Yeah, one in ceph_take_cap_refs().

Another one is in ceph_queue_cap_snap() and when `used & (Fb | Fw)` is 
true, the flush capsnap will be delayed by holding the inode ref, so we 
need to put the inode ref here or in __ceph_finish_cap_snap().
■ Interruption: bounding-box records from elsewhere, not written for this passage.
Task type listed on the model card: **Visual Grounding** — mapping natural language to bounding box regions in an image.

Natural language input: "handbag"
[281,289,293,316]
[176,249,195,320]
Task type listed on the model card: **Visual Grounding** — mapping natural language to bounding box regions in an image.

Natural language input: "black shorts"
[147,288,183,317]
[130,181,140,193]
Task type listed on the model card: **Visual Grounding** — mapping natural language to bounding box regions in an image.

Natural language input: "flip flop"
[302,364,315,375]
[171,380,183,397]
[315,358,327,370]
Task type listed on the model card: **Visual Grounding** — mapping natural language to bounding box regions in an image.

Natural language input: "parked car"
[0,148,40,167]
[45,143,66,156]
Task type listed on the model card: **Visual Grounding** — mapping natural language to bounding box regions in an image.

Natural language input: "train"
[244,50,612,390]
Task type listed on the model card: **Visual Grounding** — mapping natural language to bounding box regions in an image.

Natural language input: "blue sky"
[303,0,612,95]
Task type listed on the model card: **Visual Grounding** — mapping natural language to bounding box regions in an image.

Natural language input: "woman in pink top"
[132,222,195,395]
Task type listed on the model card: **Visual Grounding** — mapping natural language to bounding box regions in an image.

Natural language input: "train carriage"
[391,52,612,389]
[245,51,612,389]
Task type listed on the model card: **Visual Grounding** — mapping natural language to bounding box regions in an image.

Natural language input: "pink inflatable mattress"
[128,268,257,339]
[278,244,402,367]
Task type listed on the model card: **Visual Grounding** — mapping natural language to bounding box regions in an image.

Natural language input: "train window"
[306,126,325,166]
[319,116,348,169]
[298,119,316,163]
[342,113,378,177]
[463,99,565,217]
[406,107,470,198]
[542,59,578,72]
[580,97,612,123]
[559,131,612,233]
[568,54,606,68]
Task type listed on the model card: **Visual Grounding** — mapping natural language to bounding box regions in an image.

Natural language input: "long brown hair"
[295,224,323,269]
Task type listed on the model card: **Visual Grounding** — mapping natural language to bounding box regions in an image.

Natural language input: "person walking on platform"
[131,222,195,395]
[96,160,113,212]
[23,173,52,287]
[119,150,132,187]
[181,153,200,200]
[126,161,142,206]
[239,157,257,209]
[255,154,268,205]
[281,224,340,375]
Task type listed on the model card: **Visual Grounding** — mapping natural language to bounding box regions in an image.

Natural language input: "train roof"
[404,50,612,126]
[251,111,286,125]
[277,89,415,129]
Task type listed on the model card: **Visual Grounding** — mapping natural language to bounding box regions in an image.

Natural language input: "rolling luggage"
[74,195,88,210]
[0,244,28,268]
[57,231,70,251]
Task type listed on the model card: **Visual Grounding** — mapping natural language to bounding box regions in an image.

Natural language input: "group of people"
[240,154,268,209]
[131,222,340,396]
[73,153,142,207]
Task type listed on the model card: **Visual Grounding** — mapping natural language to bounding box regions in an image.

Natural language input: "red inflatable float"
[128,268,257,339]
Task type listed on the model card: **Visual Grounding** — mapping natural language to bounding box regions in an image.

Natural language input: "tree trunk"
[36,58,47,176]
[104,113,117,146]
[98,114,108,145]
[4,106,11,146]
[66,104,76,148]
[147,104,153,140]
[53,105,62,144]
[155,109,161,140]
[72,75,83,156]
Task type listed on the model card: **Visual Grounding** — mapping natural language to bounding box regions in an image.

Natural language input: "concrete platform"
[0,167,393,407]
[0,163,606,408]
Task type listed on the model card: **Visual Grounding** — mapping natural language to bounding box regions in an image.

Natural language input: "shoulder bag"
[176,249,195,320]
> Either way, I think this function needs some better
> documentation/comments, particularly since you're making a significant
> change to how it works.

Okay, I will post the V3 after my back later to add more comments about 
this.

Thanks

>
>>   	spin_unlock(&ci->i_ceph_lock);
>>   
>>
>>
>>
>>   	dout("put_cap_refs %p had %s%s%s\n", inode, ceph_cap_string(had),
>> diff --git a/fs/ceph/snap.c b/fs/ceph/snap.c
>> index b611f829cb61..639fb91cc9db 100644
>> --- a/fs/ceph/snap.c
>> +++ b/fs/ceph/snap.c
>> @@ -561,10 +561,10 @@ void ceph_queue_cap_snap(struct ceph_inode_info *ci)
>>   	capsnap->context = old_snapc;
>>   	list_add_tail(&capsnap->ci_item, &ci->i_cap_snaps);
>>   
>>
>>
>>
>> -	if (used & CEPH_CAP_FILE_WR) {
>> +	if (used & (CEPH_CAP_FILE_WR | CEPH_CAP_FILE_BUFFER)) {
>>   		dout("queue_cap_snap %p cap_snap %p snapc %p"
>> -		     " seq %llu used WR, now pending\n", inode,
>> -		     capsnap, old_snapc, old_snapc->seq);
>> +		     " seq %llu used WR | BUFFFER, now pending\n",
>> +		     inode, capsnap, old_snapc, old_snapc->seq);
>>   		capsnap->writing = 1;
>>   	} else {
>>   		/* note mtime, size NOW. */